[Pitfall #3] Model abuses spurious correlations
Even when a model is capable of generating correct predictions for new data points from the same distribution as the training set, this does not mean that the model actually picked up on the true causal relationship between the inputs and outputs!
ML models love to cheat & take shortcuts! They will often pick up on spurious correlations instead of learning the true causal relationships. This makes them vulnerable to adversarial attacks and data/domain shifts, which force the model to extrapolate instead of interpolate. |
This is by far not the only example where a model has “cheated” by exploiting spurious correlations in the training set. Another popular example: A dataset with images of dogs and wolves, where all wolves were photographed on snowy backgrounds and the dogs on grass or other non-white backgrounds. Models trained on such a dataset can show a good predictive performance without having learned the true causal relationship between the features and labels.

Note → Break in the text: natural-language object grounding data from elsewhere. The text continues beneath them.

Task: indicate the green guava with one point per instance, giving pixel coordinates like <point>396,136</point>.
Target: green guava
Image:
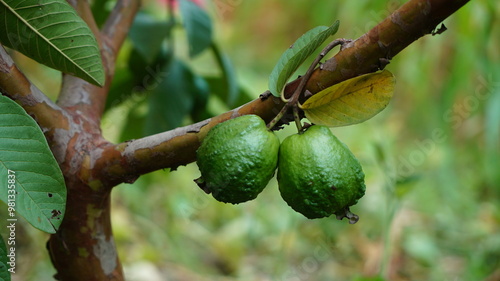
<point>318,175</point>
<point>237,159</point>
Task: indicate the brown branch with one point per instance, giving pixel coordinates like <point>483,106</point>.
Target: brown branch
<point>375,49</point>
<point>117,25</point>
<point>369,53</point>
<point>78,95</point>
<point>15,85</point>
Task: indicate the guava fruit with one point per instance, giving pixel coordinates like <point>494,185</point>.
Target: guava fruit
<point>318,175</point>
<point>237,159</point>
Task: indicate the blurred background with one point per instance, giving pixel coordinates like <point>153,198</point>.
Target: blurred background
<point>431,158</point>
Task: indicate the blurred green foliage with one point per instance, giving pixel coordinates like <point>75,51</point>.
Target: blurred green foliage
<point>432,163</point>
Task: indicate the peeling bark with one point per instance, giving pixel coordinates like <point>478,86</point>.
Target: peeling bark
<point>83,248</point>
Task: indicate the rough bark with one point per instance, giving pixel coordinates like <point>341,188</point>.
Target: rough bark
<point>83,248</point>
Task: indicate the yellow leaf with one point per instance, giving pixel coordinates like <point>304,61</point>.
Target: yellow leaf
<point>352,101</point>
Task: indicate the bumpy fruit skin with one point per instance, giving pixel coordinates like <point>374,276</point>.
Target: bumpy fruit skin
<point>237,159</point>
<point>318,175</point>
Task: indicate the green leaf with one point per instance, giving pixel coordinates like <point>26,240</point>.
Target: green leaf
<point>294,56</point>
<point>352,101</point>
<point>27,163</point>
<point>4,267</point>
<point>198,27</point>
<point>51,32</point>
<point>147,35</point>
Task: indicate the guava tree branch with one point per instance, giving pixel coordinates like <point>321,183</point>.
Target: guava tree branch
<point>369,53</point>
<point>77,94</point>
<point>15,85</point>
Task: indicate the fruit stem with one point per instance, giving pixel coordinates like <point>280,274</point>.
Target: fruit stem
<point>296,117</point>
<point>294,99</point>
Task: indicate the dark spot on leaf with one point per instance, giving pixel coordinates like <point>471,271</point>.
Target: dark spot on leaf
<point>55,214</point>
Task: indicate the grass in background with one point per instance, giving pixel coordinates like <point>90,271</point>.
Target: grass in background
<point>431,211</point>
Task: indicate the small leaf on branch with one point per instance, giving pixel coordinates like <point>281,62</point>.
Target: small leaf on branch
<point>294,56</point>
<point>31,180</point>
<point>352,101</point>
<point>52,33</point>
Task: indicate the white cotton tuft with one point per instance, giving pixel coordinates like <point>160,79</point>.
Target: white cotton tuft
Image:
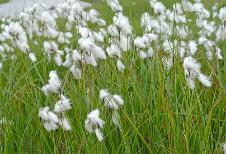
<point>99,134</point>
<point>103,93</point>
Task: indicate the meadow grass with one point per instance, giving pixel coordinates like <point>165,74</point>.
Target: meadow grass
<point>3,1</point>
<point>161,114</point>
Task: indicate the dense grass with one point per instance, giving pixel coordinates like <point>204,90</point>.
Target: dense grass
<point>3,1</point>
<point>161,114</point>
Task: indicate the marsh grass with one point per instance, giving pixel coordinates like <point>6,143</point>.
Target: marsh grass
<point>161,114</point>
<point>3,1</point>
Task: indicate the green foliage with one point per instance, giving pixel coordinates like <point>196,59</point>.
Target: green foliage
<point>161,114</point>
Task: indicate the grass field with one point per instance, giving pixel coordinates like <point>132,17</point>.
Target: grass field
<point>3,1</point>
<point>160,115</point>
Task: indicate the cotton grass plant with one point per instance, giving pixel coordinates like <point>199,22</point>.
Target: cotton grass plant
<point>118,77</point>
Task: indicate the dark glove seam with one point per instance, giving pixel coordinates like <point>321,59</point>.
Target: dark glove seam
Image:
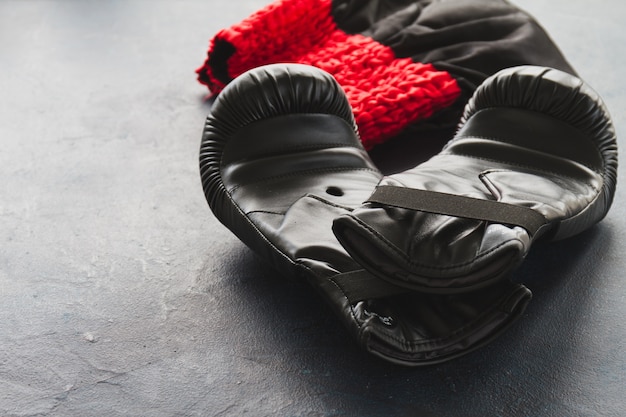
<point>299,174</point>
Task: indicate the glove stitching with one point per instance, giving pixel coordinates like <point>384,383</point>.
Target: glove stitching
<point>300,174</point>
<point>531,168</point>
<point>495,139</point>
<point>286,150</point>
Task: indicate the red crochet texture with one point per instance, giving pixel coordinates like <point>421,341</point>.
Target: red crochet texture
<point>386,93</point>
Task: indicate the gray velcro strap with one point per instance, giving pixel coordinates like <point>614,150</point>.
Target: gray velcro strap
<point>459,206</point>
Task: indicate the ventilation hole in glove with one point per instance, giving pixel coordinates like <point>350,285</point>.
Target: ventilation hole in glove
<point>336,191</point>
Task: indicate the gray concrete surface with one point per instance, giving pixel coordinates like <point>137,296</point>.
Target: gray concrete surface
<point>121,295</point>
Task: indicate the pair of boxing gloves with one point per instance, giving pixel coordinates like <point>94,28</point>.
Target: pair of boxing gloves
<point>414,264</point>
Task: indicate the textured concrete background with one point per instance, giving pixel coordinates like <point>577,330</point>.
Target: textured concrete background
<point>121,295</point>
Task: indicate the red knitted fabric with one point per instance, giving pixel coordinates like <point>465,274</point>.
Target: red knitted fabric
<point>386,93</point>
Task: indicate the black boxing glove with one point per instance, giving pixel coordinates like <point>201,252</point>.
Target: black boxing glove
<point>535,157</point>
<point>280,159</point>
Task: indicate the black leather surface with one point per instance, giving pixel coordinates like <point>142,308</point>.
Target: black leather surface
<point>121,295</point>
<point>531,137</point>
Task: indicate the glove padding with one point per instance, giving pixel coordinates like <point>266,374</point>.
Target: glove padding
<point>279,160</point>
<point>535,156</point>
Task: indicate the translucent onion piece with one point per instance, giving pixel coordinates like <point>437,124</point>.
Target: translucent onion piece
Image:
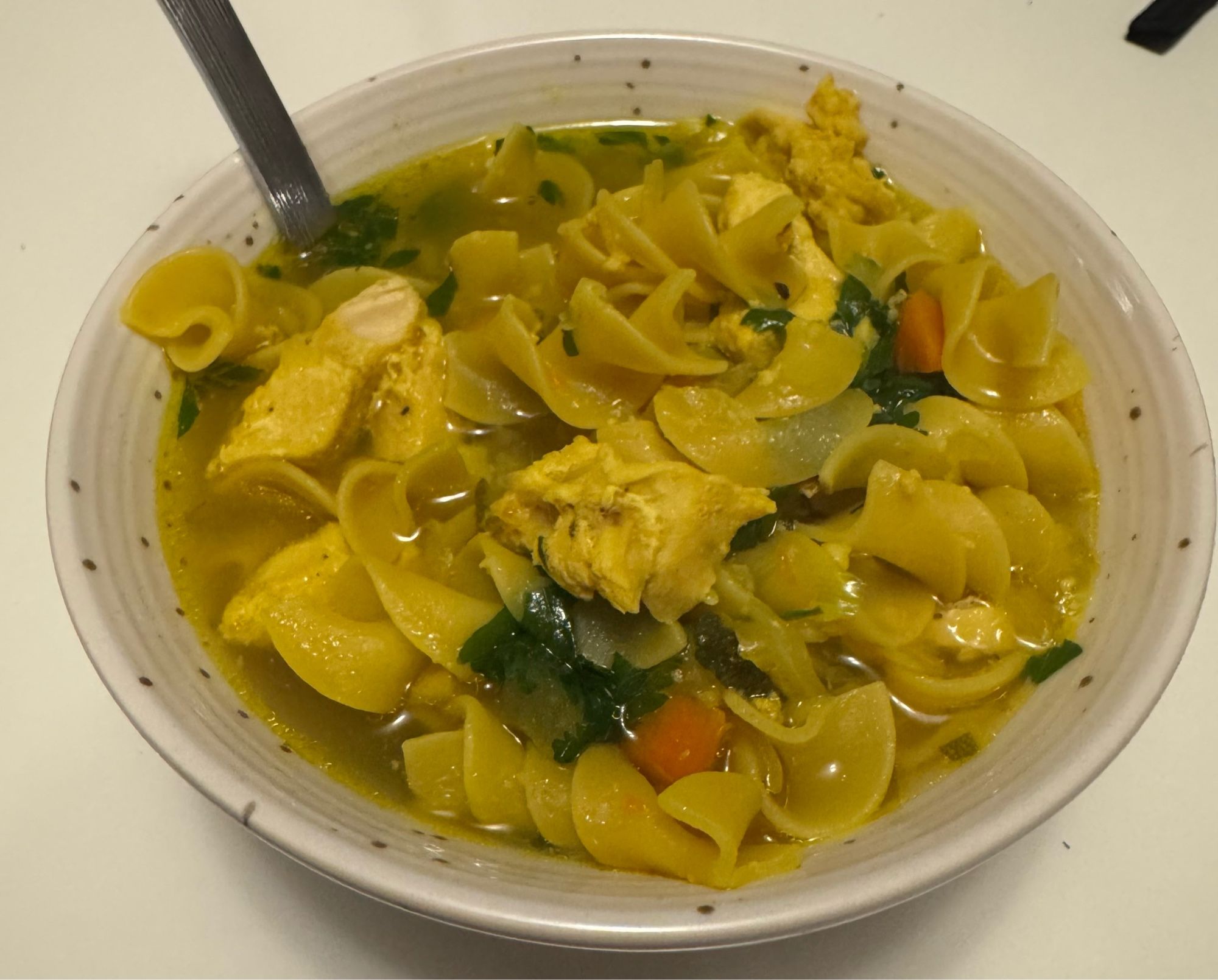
<point>814,366</point>
<point>717,433</point>
<point>549,797</point>
<point>851,464</point>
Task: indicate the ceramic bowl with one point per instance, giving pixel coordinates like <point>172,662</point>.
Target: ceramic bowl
<point>1149,427</point>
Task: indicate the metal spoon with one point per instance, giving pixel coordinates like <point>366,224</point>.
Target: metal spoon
<point>286,175</point>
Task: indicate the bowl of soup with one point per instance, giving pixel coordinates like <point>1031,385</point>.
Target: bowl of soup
<point>697,493</point>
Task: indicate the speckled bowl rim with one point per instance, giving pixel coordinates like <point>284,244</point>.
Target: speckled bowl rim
<point>431,896</point>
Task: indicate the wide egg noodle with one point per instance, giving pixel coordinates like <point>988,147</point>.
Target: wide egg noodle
<point>202,305</point>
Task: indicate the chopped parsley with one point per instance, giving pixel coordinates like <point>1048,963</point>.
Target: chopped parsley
<point>790,509</point>
<point>1043,666</point>
<point>962,747</point>
<point>540,651</point>
<point>718,649</point>
<point>220,375</point>
<point>364,227</point>
<point>399,259</point>
<point>551,193</point>
<point>857,301</point>
<point>801,613</point>
<point>879,378</point>
<point>769,321</point>
<point>442,298</point>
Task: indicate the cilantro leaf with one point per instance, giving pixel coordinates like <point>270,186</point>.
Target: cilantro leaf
<point>790,509</point>
<point>718,649</point>
<point>220,375</point>
<point>552,144</point>
<point>769,321</point>
<point>1043,666</point>
<point>551,193</point>
<point>856,301</point>
<point>442,298</point>
<point>399,259</point>
<point>801,613</point>
<point>362,228</point>
<point>541,651</point>
<point>188,409</point>
<point>879,378</point>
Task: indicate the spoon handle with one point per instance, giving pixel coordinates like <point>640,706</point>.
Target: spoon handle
<point>286,175</point>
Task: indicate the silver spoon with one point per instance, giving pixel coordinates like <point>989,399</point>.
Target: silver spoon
<point>286,175</point>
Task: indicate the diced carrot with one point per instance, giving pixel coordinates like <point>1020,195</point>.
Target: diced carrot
<point>920,334</point>
<point>675,740</point>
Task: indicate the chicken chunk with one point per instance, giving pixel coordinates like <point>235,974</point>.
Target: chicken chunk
<point>747,194</point>
<point>741,343</point>
<point>636,533</point>
<point>298,571</point>
<point>823,160</point>
<point>409,411</point>
<point>315,399</point>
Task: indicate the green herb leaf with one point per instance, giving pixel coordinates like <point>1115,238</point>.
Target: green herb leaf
<point>773,321</point>
<point>399,259</point>
<point>540,652</point>
<point>552,144</point>
<point>551,193</point>
<point>856,301</point>
<point>1043,666</point>
<point>718,649</point>
<point>791,507</point>
<point>220,375</point>
<point>362,228</point>
<point>188,409</point>
<point>895,392</point>
<point>962,747</point>
<point>442,298</point>
<point>623,138</point>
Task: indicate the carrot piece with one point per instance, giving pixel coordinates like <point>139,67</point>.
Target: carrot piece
<point>920,334</point>
<point>679,738</point>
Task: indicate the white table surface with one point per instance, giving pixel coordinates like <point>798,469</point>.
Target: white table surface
<point>113,864</point>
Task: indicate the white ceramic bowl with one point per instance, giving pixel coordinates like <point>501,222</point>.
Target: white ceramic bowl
<point>1149,426</point>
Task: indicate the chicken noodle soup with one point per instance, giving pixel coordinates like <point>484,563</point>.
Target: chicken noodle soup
<point>668,496</point>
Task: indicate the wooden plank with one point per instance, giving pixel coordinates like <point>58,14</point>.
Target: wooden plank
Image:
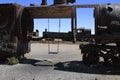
<point>62,11</point>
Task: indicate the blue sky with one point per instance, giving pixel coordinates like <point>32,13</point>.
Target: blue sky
<point>84,15</point>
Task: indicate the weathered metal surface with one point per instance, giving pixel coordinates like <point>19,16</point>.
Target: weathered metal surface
<point>58,2</point>
<point>44,2</point>
<point>107,25</point>
<point>62,11</point>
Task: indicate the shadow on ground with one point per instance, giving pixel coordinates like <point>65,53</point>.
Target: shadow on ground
<point>78,66</point>
<point>36,62</point>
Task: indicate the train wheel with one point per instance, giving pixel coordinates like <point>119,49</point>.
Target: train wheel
<point>90,58</point>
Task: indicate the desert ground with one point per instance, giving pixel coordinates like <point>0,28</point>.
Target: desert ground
<point>65,65</point>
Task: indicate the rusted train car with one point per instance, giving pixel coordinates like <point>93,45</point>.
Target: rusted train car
<point>105,44</point>
<point>82,34</point>
<point>16,26</point>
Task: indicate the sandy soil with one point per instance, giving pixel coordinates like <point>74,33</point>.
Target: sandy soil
<point>66,65</point>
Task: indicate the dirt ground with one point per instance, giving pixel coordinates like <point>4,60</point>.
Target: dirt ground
<point>65,65</point>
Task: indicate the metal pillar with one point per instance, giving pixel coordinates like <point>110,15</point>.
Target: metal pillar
<point>73,24</point>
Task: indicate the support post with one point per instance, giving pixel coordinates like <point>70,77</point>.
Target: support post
<point>73,24</point>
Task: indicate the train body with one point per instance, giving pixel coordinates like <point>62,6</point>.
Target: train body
<point>105,44</point>
<point>16,26</point>
<point>82,34</point>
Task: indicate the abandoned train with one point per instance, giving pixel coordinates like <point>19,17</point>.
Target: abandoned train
<point>16,26</point>
<point>82,34</point>
<point>105,45</point>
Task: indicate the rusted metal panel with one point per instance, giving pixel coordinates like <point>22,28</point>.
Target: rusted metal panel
<point>51,11</point>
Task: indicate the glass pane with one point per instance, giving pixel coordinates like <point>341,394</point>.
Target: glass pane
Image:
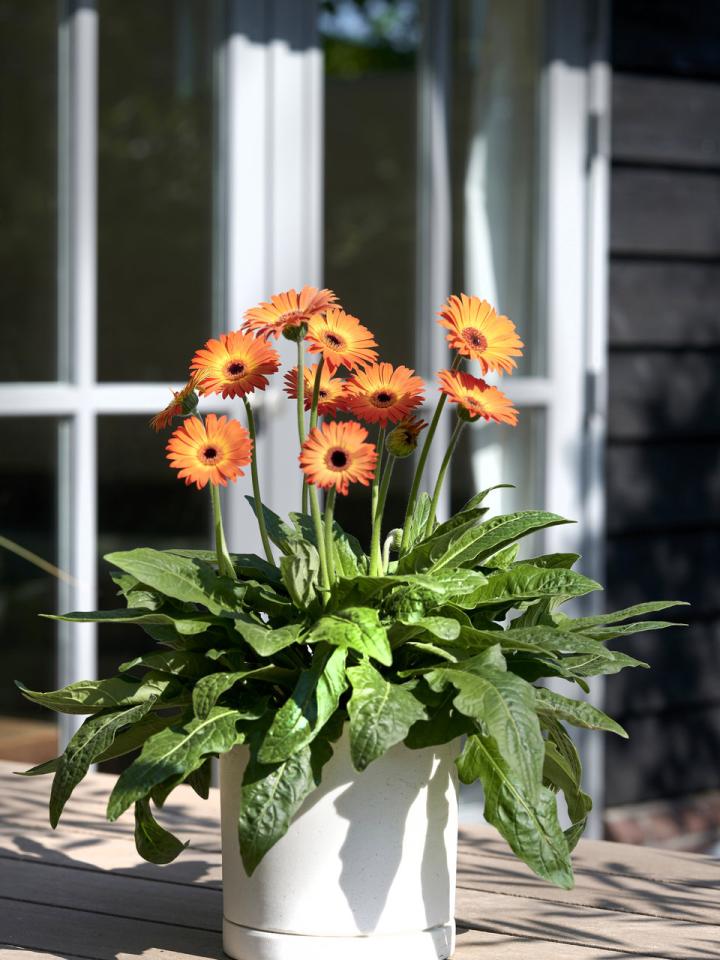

To catch these kinds of mishaps, it is important to
-
a) critically examine the test set and hopefully notice any problematic patterns that could result in an overly optimistic performance estimate, and
-
b) interpret the model and explain its predictions to see if it has focused on the features you (or a subject matter expert) would have expected (as they did in the paper above).
Finding robust causal models that capture the true ‘input → output’ relationship in the data is still an active research area and a lot harder than learning a model that “only” generalizes well to the test set.